Project visibility
Public vs private projects — what each means, who can see what, and which plan unlocks private.
Every project has a visibility setting: public or private. Visibility controls who can open the project in the editor and whether it shows up in the Layout community gallery.
Why it matters
Visibility is often confused with publishing. They are different:
- Visibility controls who can read your project in the editor — the code, the chat, the versions.
- Publishing controls whether the built app is served at a
layout-app.comsubdomain.
A private project can still be published. A public project does not have to be.
The two values
Public
Anyone with the editor link can open the project read-only. Public projects are eligible to appear in the community gallery, grouped by category. Other builders can view them.
New projects are created public by default on the free plan. On paid plans, new projects default to private.
Private
Only you can open the project. Private projects never show up in the community gallery. Forks are not possible from outside your account.
Private projects require an active subscription. On the free plan, the private option appears in the visibility dropdown greyed out with Subscription required next to it.

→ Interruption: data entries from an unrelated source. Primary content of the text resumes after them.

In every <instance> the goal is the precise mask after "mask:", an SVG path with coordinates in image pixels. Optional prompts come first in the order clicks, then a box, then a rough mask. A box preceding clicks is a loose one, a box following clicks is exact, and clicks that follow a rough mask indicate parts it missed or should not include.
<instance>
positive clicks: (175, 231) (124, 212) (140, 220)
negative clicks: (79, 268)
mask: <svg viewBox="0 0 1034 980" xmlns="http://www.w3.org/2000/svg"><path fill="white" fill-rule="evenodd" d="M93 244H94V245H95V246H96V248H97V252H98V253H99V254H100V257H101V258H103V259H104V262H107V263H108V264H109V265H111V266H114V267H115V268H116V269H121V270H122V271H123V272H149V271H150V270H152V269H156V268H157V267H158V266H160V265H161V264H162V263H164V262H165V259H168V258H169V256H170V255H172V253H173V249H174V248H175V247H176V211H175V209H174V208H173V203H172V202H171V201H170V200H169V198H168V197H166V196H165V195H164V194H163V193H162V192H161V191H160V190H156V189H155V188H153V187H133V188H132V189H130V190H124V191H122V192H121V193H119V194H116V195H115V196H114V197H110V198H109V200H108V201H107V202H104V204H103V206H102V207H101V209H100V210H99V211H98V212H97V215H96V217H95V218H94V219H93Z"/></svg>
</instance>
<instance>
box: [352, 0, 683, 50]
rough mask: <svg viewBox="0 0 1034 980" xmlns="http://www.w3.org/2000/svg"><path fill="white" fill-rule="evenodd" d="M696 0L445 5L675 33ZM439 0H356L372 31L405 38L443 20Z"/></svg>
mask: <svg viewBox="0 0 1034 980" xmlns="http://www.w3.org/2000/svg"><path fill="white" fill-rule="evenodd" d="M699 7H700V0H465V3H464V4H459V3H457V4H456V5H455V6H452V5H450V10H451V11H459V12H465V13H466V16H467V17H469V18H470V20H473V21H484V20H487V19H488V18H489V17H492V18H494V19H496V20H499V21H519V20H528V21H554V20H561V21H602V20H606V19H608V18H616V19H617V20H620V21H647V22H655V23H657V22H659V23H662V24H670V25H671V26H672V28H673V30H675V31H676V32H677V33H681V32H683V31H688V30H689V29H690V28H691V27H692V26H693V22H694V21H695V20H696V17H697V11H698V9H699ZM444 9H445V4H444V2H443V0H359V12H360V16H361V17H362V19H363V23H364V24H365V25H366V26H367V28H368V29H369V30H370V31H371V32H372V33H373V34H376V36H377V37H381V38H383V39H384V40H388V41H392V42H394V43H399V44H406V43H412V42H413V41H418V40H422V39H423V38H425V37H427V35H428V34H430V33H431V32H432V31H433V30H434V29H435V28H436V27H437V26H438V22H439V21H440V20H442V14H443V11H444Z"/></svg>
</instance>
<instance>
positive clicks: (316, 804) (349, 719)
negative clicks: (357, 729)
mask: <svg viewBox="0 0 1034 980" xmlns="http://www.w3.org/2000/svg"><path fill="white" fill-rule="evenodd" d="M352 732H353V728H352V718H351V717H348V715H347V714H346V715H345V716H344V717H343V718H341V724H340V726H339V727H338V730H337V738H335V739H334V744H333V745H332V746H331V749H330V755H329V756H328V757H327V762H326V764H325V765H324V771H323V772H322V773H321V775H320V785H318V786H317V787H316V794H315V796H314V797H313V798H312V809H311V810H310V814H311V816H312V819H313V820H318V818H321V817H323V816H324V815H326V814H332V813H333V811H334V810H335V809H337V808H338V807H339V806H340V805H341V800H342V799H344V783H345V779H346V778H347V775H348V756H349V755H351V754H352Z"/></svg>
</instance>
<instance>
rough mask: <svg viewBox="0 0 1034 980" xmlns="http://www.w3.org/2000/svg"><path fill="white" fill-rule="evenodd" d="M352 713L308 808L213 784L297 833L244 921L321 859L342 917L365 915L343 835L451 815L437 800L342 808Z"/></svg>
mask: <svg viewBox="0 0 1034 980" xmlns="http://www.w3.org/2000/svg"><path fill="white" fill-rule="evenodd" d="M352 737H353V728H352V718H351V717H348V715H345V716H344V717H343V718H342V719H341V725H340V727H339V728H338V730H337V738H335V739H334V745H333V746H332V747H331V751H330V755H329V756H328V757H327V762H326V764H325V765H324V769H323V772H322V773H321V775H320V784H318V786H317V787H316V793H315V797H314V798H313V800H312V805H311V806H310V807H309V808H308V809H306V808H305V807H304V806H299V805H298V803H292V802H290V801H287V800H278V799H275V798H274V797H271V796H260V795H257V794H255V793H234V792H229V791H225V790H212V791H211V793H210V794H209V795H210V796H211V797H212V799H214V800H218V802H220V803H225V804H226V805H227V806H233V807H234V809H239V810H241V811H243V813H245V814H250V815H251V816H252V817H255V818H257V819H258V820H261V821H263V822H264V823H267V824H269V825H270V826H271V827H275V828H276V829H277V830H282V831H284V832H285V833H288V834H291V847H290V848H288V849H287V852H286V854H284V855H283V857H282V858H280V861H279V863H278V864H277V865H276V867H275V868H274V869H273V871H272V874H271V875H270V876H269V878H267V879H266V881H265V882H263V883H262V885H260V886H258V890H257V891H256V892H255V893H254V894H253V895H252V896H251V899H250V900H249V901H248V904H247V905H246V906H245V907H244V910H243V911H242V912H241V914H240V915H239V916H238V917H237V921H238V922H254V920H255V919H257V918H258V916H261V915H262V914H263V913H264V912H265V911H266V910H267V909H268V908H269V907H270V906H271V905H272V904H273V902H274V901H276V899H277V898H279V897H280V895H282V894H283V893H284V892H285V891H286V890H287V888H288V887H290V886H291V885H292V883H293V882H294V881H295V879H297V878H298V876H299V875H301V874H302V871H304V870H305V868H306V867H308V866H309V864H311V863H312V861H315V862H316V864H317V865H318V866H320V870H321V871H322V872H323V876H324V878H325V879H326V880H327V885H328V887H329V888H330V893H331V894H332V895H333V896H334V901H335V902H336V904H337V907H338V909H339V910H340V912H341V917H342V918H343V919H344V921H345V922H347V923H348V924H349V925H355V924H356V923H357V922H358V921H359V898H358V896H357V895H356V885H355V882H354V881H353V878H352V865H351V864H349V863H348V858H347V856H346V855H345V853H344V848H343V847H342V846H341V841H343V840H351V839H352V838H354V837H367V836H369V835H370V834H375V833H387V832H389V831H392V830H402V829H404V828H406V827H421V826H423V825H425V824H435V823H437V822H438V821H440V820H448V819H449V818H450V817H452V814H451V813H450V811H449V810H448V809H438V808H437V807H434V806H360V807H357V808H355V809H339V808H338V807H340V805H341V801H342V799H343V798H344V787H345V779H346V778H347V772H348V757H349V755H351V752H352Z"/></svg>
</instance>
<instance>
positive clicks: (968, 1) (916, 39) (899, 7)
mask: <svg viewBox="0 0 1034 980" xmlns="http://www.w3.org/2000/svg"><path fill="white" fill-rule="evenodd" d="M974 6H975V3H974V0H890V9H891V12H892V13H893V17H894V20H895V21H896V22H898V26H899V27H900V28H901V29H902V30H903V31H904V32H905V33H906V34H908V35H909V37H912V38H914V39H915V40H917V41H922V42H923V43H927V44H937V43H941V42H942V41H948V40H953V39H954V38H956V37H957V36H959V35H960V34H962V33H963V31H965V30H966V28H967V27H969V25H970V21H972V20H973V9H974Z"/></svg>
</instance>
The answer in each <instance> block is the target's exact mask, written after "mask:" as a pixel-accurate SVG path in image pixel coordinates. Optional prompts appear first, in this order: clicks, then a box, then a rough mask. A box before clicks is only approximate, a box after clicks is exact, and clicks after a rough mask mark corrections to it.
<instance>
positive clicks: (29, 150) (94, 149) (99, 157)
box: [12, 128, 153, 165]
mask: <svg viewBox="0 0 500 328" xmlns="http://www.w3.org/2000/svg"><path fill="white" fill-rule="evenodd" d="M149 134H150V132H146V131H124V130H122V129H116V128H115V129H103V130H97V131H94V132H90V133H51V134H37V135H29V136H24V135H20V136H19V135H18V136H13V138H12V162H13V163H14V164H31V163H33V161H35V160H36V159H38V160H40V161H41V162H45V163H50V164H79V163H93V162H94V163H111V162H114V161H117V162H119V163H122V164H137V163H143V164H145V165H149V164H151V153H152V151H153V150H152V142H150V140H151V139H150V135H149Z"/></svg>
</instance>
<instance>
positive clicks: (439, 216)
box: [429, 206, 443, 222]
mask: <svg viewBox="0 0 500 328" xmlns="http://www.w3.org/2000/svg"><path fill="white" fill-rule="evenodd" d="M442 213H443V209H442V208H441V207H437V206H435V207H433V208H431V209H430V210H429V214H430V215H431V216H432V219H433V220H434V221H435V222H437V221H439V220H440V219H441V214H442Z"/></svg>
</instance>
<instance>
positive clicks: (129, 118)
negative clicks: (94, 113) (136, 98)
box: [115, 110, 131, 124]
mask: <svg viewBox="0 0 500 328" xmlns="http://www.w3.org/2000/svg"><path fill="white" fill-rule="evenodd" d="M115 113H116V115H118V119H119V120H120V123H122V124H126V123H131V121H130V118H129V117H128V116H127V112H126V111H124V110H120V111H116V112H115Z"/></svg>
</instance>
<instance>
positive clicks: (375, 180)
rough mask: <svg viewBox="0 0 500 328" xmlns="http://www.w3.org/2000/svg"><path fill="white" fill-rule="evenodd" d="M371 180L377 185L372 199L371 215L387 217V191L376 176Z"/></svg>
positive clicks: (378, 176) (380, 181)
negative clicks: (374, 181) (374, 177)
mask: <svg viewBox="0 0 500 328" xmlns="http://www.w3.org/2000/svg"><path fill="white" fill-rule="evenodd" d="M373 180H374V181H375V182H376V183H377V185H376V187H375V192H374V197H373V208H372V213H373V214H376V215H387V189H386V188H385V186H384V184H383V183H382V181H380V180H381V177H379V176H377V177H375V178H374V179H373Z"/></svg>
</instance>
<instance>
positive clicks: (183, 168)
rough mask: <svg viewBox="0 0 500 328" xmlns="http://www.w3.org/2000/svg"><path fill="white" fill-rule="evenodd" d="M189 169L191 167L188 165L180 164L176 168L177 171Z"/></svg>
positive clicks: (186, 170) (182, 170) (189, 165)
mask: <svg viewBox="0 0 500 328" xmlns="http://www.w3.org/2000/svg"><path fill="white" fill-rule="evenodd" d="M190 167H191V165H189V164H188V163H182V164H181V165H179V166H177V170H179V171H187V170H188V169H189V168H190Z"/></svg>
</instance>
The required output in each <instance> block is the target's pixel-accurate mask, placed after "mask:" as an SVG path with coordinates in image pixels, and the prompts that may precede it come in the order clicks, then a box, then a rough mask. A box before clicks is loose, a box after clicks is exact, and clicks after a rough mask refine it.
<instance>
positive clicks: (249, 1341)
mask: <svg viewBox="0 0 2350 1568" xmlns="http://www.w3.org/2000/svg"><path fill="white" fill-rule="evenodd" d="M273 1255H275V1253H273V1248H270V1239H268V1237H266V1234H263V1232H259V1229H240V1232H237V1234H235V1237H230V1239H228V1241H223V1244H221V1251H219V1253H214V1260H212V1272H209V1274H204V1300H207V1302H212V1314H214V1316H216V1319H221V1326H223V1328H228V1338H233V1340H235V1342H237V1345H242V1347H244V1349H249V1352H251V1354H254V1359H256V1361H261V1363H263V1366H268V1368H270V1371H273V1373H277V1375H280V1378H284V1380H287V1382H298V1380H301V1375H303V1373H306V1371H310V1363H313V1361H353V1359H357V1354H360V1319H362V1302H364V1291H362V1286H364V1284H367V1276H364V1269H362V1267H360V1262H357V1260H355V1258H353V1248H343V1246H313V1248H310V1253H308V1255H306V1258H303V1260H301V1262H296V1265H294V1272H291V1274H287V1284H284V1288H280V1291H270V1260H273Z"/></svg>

Upgrading from Billing unlocks it.
Where to change it
From the Projects page, each project card has a visibility toggle in its menu. Flipping it updates the project right away. The toggle respects your plan — free users can flip a project to public but not to private.
For new projects, the landing prompt box has a visibility dropdown next to the input. Pick the value you want before you submit the first prompt.
Visibility and publishing together
The four combinations:
| Visibility | Published | Result |
|---|---|---|
| Public | No | Editor is viewable by anyone with the link. No live URL. |
| Public | Yes | Editor and live URL both public. Eligible for community gallery. |
| Private | No | Only you can view anything. |
| Private | Yes | Editor is private. The published URL is public. |
The published URL is always public when it exists — visibility does not gate the live site. Visibility gates the editor.
Rules of thumb
- Default to public when you are learning, experimenting, or want to share work-in-progress. The public editor is great for feedback.
- Switch to private for client work, anything with unreleased copy, or apps handling sensitive data — if you have a subscription.
- Publishing is the lever for "is the app live?" Visibility is the lever for "can someone read how I built it?"